In March 2014, after French economist Thomas Piketty released the English version of his doorstop of a book Capital in the Twenty-First Century (much of which has been discredited [even the NY Times admitted so]), I made two predictions: that wealth inequality would keep widening and that it would not pose a threat to the economy. Nearly four years later, as the S&P 500 crosses 2650 (a 30% gain from early 2014) and the post-2009 bull market and economic expansion enters its 9th year (the longest ever), not only has wealth inequality widened to widths never before imagined, but there are no signs of revolt, crisis, or recession due to such inequality. So I was right again there, too. Piketty’s findings are probably correct in certain instances, in which the growth of capital exceeds national economic growth, but this is only limited to certain economies, regions, and industries (such as tech and Silicon Valley), does not pose a threat to the greater economy, nor is it a pressing economic problem or unsustainable.

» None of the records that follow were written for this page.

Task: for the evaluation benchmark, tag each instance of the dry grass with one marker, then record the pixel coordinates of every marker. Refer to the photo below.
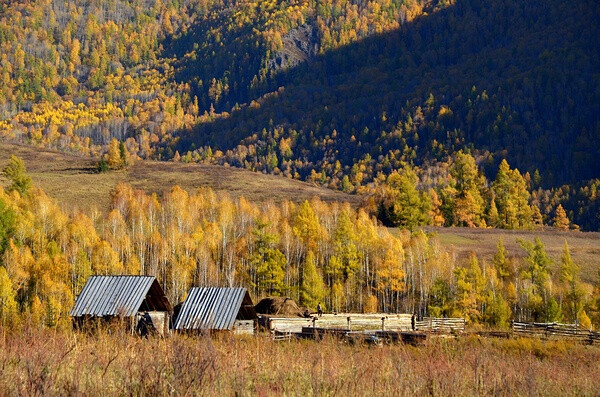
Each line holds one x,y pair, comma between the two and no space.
74,182
584,246
62,363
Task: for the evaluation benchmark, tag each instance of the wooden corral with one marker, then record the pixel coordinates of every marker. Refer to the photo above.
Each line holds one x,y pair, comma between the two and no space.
345,321
441,325
555,331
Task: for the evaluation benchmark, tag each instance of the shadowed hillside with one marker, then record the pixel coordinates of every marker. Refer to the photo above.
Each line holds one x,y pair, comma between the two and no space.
515,78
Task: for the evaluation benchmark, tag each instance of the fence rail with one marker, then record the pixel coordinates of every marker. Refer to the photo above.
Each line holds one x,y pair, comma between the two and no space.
434,324
555,330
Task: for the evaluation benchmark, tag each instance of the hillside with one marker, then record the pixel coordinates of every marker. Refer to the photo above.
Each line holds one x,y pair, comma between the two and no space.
513,78
585,247
341,93
74,182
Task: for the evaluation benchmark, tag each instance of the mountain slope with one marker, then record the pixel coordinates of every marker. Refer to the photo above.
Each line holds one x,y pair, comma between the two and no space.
75,184
516,78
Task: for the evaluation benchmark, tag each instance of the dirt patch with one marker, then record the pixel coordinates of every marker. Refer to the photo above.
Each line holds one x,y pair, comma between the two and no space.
279,306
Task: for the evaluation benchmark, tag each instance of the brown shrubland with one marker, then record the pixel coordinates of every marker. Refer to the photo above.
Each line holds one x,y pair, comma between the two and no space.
67,363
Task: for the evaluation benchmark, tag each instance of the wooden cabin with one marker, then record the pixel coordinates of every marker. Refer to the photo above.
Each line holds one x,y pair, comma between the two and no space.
217,309
139,302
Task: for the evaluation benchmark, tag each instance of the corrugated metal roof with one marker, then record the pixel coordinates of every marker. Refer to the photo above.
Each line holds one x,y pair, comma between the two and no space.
116,296
211,308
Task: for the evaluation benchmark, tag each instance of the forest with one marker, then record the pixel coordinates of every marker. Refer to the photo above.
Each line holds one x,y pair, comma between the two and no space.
370,98
312,251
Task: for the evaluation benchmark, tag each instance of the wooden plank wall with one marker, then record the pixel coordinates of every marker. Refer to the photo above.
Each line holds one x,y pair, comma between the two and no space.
358,322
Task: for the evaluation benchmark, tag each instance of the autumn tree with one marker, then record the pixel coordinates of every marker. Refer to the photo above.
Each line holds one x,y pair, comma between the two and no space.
16,173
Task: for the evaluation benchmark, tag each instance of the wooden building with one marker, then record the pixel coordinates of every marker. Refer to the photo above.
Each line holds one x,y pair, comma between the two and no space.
216,309
138,301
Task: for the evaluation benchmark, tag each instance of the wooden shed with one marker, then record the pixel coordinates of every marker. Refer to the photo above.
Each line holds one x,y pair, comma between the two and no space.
138,300
217,309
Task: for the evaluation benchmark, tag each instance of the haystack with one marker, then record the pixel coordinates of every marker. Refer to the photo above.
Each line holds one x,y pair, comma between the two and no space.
278,306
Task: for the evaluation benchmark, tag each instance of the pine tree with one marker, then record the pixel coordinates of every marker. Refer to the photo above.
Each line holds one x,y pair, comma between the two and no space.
501,263
469,204
16,173
268,261
7,226
409,207
560,220
114,159
569,276
8,304
312,290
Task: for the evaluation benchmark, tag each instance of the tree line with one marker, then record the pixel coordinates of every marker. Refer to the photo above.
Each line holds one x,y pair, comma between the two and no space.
312,251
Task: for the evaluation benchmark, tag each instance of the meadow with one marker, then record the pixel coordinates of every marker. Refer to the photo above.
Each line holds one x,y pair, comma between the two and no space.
75,183
64,363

Rising wealth inequality is simply the manifestation or byproduct of an economy that is becoming increasingly efficient, globalized, and centralized among a handful of important multinational firms (such as Google and Facebook), where the out-sized contributions of a handful of individuals (such as Amazon CEO Jeff Bezos) is equal to the contributions of millions or even billions of people. If five tech firms control a third of the global economy, it would not be a surprise if the people who run these companies are wealthy, and if one person creates a company that creates a trillion dollars of economic value (both directly and indirectly), such a person is the richest person in the world, similar to John D. Rockefeller in 1902.

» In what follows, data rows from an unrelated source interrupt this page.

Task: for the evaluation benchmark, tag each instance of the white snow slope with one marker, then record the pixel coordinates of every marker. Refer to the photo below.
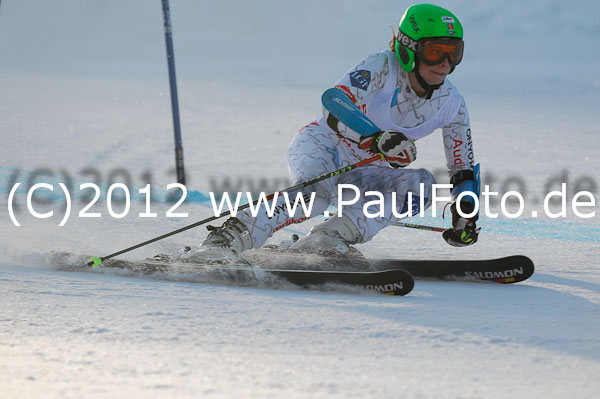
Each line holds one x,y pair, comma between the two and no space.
85,98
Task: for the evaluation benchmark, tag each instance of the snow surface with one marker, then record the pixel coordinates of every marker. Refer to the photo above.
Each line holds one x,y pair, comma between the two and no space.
85,94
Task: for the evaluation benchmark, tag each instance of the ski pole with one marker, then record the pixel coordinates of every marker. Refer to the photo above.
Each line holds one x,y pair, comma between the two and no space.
419,226
95,261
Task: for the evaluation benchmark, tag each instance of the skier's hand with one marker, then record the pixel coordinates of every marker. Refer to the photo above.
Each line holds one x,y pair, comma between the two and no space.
464,231
395,147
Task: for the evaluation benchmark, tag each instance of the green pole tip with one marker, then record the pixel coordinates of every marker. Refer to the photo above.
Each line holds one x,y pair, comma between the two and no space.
96,262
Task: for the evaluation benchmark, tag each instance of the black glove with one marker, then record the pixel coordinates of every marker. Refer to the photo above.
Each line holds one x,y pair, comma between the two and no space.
396,148
464,231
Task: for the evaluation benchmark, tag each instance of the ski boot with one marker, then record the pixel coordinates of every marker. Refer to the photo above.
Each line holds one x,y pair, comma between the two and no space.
223,245
331,238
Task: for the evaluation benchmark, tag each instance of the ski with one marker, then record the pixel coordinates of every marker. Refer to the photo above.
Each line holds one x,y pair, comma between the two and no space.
390,282
506,270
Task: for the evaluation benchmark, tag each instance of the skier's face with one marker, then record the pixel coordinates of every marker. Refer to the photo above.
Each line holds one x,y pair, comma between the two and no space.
435,74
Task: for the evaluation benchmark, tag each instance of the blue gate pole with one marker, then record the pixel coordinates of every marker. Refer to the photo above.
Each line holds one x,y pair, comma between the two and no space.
174,99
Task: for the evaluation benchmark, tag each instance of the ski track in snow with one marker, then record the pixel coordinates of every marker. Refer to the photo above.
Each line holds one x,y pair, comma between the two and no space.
98,335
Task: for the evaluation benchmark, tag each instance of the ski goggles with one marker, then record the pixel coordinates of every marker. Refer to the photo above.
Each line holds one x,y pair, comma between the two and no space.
433,51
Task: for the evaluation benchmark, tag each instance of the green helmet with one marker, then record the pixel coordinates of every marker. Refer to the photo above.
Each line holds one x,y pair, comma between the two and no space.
422,21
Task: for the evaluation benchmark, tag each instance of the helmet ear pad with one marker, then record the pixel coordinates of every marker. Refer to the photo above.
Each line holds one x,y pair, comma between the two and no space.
403,54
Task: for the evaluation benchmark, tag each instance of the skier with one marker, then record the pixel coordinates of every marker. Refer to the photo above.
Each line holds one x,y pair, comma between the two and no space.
404,91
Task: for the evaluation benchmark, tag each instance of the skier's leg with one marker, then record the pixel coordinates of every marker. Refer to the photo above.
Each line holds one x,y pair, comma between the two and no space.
312,152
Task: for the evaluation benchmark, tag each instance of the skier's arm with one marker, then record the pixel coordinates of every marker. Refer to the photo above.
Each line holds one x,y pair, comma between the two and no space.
460,159
464,176
359,85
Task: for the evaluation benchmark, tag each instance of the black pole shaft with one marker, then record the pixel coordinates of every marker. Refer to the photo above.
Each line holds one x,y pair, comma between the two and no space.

Many on the left will show a similar graph as the one below, of how wealth inequality is wider now than before the Great Depression, suggesting that therefore history must repeat itself:
However, conditions in the late 20′s were very different than they are now. Leverage was much higher, there was no globalization or inter-contentedness, and only limited help from major central banks . Also, the market was about 50% more overvalued (PE ratio of 30 vs 20 today). The Great Depression saw a significant contraction of economic activity and a massive rise in unemployment, yet every economic indicator shows America is nowhere near similar circumstances. Even if the stock market were to contract, one would need a long and deep recession in order for such selling to be sustained. Also, given the severity and rarity of the Great Depression, it’s unlikely it will ever happen again and can be disregarded as an outlier or coincidental rather than causal.

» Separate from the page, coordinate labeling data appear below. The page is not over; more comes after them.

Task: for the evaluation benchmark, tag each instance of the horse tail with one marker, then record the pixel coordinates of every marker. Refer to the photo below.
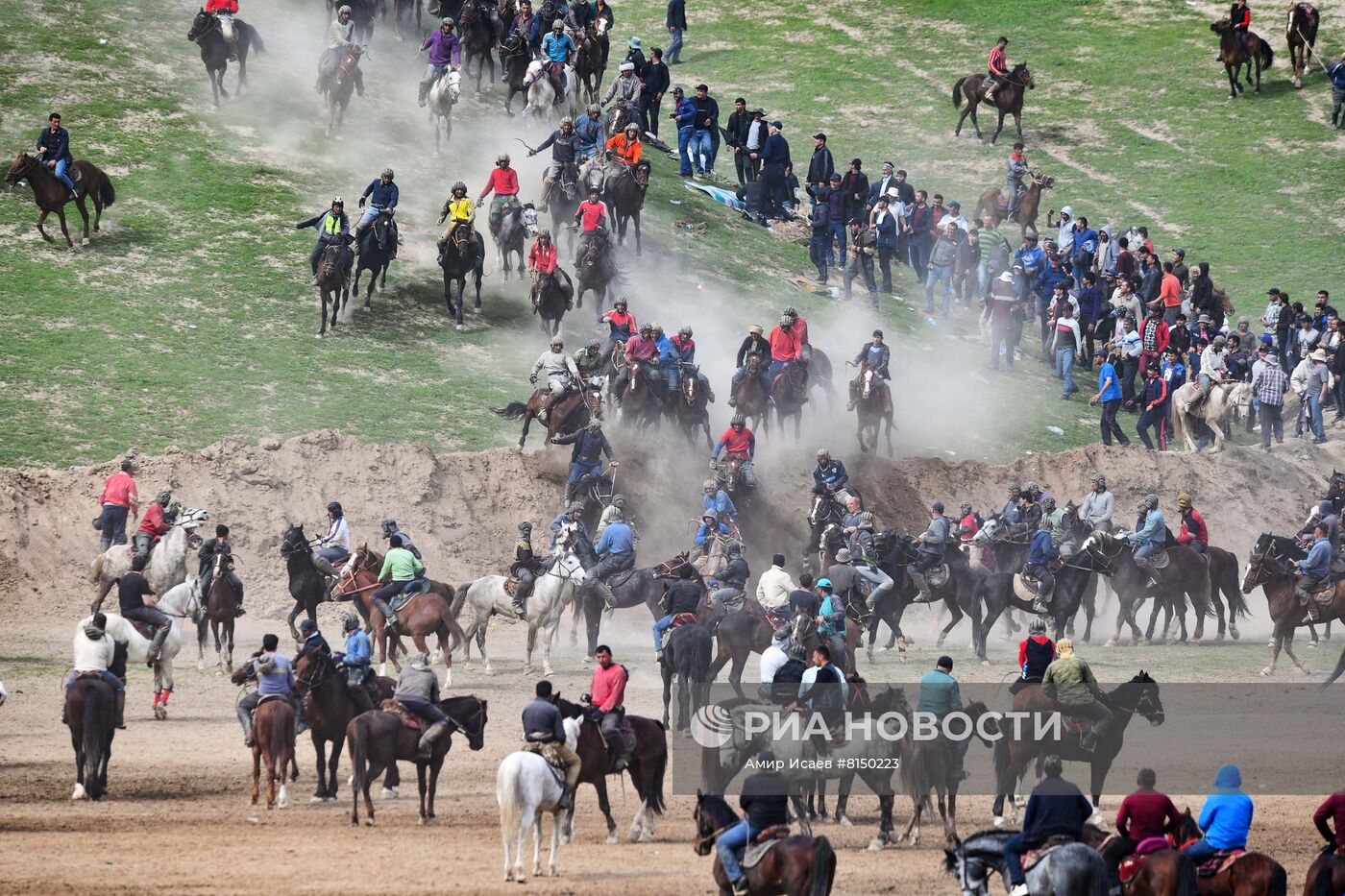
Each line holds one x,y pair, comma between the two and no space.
823,866
513,410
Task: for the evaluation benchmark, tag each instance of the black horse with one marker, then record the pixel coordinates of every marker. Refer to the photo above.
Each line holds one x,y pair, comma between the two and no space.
457,261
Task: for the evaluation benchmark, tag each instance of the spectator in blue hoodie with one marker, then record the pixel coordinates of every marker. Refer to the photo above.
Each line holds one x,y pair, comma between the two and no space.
1226,817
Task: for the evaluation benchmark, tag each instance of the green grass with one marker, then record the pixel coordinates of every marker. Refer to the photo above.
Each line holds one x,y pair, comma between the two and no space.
188,319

 Although the Federal Reserve was established in 1913, it was ineffective during the Great Depression because it failed to provide liquidity as it was supposed to:
But in 1928–32, the Federal Reserve did not act to provide liquidity to banks suffering runs. In fact, its policy contributed to the banking crisis by permitting a sudden contraction of the money supply. During the Roaring Twenties, the central bank had set as its primary goal “price stability”, in part because the governor of the New York Federal Reserve, Benjamin Strong, was a disciple of Irving Fisher, a tremendously popular economist who popularized stable prices as a monetary goal. It had kept the number of dollars at such an amount that prices of goods in society appeared stable. In 1928, Strong died, and with his death this policy ended, to be replaced with a real bills doctrine requiring that all currency or securities have material goods backing them. This policy permitted the US money supply to fall by over a third from 1929 to 1933.
When this money shortage caused runs on banks, the Fed maintained its true bills policy, refusing to lend money to the banks in the way that had cut short the 1907 panic, instead allowing each to suffer a catastrophic run and fail entirely. This policy resulted in a series of bank failures in which one-third of all banks vanished. According to Ben Bernanke, the subsequent credit crunches led to waves of bankruptcies. Friedman said that if a policy similar to 1907 had been followed during the banking panic at the end of 1930, perhaps this would have stopped the vicious circle of the forced liquidation of assets at depressed prices. Consequently, the banking panics of 1931, 1932, and 1933 might not have happened, just as suspension of convertibility in 1893 and 1907 had quickly ended the liquidity crises at the time.”